Il sindacalista ha scritto a Commissario Straordinario, Direttore Amministrativo Asl Lecce e Direttore Sanitario dell’azienda sanitaria leccese per Asl Lecce per portare all’attenzione «quello che noi riteniamo un radicato malcostume sanitario perpetrato ai danni dei pazienti fruitori del servizio sanitario regionale e ricoverati negli ospedali dell’Asl di Lecce».

La prima pietra dello scandalo negli ospedali: «Pare che manchino persino le bottiglie d’acqua da destinare ai pazienti degenti!».

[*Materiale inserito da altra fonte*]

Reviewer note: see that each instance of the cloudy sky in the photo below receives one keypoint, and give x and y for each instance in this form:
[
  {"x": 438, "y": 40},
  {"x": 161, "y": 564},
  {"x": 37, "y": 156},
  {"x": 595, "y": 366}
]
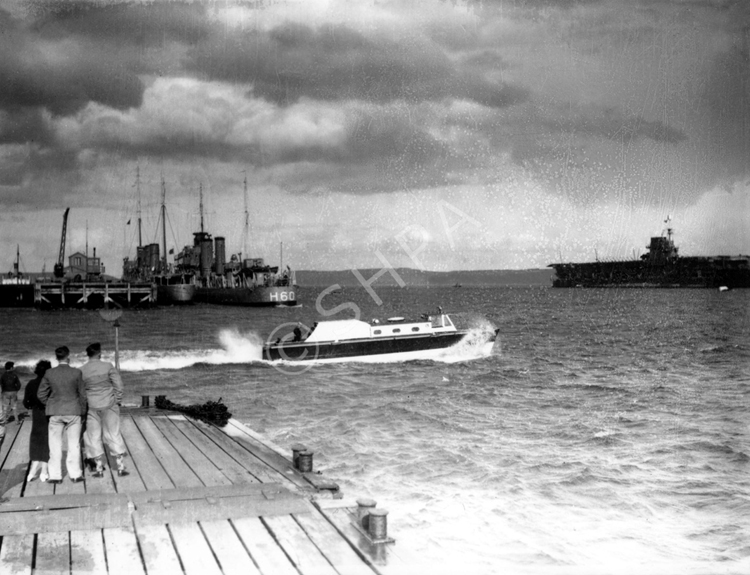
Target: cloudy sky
[{"x": 493, "y": 134}]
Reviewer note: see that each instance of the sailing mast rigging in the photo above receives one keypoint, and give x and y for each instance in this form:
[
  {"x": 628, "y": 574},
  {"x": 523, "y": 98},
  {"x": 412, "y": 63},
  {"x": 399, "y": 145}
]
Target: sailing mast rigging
[
  {"x": 164, "y": 223},
  {"x": 246, "y": 230},
  {"x": 138, "y": 187}
]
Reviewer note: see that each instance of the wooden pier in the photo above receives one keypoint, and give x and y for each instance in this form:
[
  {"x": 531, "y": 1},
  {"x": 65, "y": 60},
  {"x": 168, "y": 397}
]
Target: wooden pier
[
  {"x": 94, "y": 294},
  {"x": 199, "y": 499}
]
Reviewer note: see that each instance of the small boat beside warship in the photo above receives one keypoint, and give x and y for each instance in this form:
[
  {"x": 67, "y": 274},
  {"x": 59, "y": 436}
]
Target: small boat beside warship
[{"x": 396, "y": 338}]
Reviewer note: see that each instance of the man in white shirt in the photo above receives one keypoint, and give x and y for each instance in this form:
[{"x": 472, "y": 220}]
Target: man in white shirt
[{"x": 104, "y": 392}]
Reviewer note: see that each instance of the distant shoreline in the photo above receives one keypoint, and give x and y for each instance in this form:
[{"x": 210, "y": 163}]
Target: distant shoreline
[{"x": 413, "y": 277}]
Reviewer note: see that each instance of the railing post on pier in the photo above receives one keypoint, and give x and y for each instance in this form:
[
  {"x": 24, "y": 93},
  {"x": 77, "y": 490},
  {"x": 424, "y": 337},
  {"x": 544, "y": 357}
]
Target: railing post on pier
[
  {"x": 364, "y": 506},
  {"x": 304, "y": 462},
  {"x": 378, "y": 525},
  {"x": 297, "y": 448}
]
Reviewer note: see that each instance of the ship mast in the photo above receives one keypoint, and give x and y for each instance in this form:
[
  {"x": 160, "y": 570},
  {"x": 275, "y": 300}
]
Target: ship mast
[
  {"x": 164, "y": 222},
  {"x": 138, "y": 186},
  {"x": 200, "y": 188},
  {"x": 246, "y": 231}
]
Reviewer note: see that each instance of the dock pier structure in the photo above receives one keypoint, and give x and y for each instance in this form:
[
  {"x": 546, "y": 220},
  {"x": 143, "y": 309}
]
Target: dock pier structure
[
  {"x": 94, "y": 294},
  {"x": 198, "y": 499}
]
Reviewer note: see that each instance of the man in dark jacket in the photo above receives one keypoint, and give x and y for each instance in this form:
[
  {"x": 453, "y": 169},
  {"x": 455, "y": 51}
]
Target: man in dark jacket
[
  {"x": 63, "y": 393},
  {"x": 10, "y": 385}
]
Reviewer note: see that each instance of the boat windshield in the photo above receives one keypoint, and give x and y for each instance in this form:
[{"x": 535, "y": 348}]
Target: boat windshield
[{"x": 441, "y": 320}]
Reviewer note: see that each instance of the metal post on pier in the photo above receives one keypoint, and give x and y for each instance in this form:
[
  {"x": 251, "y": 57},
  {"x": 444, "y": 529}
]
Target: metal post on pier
[{"x": 113, "y": 315}]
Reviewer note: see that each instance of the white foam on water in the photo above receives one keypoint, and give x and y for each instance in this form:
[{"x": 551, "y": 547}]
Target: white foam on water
[{"x": 236, "y": 347}]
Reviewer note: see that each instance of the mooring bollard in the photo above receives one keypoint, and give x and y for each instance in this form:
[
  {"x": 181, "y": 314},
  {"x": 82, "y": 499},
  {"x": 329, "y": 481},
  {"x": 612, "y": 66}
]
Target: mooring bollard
[
  {"x": 297, "y": 448},
  {"x": 305, "y": 461},
  {"x": 364, "y": 506},
  {"x": 378, "y": 527}
]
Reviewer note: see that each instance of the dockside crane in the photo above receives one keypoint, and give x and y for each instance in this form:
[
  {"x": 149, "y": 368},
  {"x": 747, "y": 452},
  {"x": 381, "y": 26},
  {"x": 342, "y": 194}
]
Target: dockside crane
[{"x": 59, "y": 269}]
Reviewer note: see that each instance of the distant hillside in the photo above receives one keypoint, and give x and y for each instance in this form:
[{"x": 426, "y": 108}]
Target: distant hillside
[{"x": 412, "y": 277}]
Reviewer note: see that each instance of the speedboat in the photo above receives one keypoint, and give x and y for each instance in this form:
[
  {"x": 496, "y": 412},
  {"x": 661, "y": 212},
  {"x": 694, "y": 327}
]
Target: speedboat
[{"x": 396, "y": 336}]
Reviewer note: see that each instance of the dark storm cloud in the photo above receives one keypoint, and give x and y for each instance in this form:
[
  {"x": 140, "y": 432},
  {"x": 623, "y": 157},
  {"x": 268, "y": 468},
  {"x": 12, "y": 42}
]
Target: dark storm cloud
[
  {"x": 613, "y": 126},
  {"x": 22, "y": 125},
  {"x": 143, "y": 25},
  {"x": 727, "y": 93},
  {"x": 338, "y": 63},
  {"x": 60, "y": 76}
]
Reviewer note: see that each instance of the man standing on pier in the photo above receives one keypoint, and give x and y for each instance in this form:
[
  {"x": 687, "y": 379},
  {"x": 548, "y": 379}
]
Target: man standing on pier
[
  {"x": 10, "y": 385},
  {"x": 64, "y": 395},
  {"x": 104, "y": 391}
]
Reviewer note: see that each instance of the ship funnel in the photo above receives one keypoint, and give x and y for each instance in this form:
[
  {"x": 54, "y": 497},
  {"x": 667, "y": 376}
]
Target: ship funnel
[
  {"x": 221, "y": 259},
  {"x": 207, "y": 256}
]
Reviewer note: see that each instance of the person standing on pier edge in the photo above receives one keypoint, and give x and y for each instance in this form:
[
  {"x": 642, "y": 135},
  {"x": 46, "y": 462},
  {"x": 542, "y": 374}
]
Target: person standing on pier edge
[
  {"x": 64, "y": 395},
  {"x": 10, "y": 385},
  {"x": 104, "y": 392},
  {"x": 39, "y": 438}
]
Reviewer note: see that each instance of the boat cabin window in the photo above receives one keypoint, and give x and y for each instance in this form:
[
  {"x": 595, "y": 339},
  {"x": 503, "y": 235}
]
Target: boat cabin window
[{"x": 441, "y": 320}]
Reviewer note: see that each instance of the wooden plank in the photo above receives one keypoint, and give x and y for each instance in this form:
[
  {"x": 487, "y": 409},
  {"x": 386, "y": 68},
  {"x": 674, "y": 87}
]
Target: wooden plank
[
  {"x": 180, "y": 512},
  {"x": 87, "y": 552},
  {"x": 266, "y": 554},
  {"x": 38, "y": 488},
  {"x": 231, "y": 469},
  {"x": 201, "y": 465},
  {"x": 61, "y": 501},
  {"x": 12, "y": 432},
  {"x": 157, "y": 550},
  {"x": 194, "y": 551},
  {"x": 144, "y": 461},
  {"x": 16, "y": 465},
  {"x": 259, "y": 438},
  {"x": 257, "y": 467},
  {"x": 258, "y": 490},
  {"x": 104, "y": 484},
  {"x": 126, "y": 483},
  {"x": 17, "y": 554},
  {"x": 336, "y": 549},
  {"x": 53, "y": 554},
  {"x": 264, "y": 453},
  {"x": 48, "y": 521},
  {"x": 123, "y": 557},
  {"x": 299, "y": 548},
  {"x": 232, "y": 556},
  {"x": 178, "y": 471}
]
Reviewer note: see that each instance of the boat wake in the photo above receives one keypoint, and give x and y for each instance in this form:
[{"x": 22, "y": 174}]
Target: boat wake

Non solo, D’Ambra segnala la «quasi imposizione, ma a sentire gli stessi operatori è la norma, ai pazienti ricoverati di portare da casa buona parte della terapia farmacologica!».

«Se tutto ciò fosse vero», scrive il segretario provinciale di Cisal Sanità, «ci sarebbe solo da vergognarsi!»

«Le indicazioni del nostro operato di Organizzazione Sindacale nell’Azienda Sanitaria vedono come unico fine il non ledere il diritto alla salute dei cittadini e la salvaguardia delle prerogative e del ruolo degli operatori. Visto che questi obiettivi sono in sintonia con i vostri», l’appello ai vertici dell’Asl leccese, «vi invitiamo con la massima sollecitudini a rimuovere da subito queste scandalose criticità! Sarà vostro compito», conclude di Giovanni D’Ambra, «indagare in ogni realtà ospedaliera e distrettuale, e darcene conto».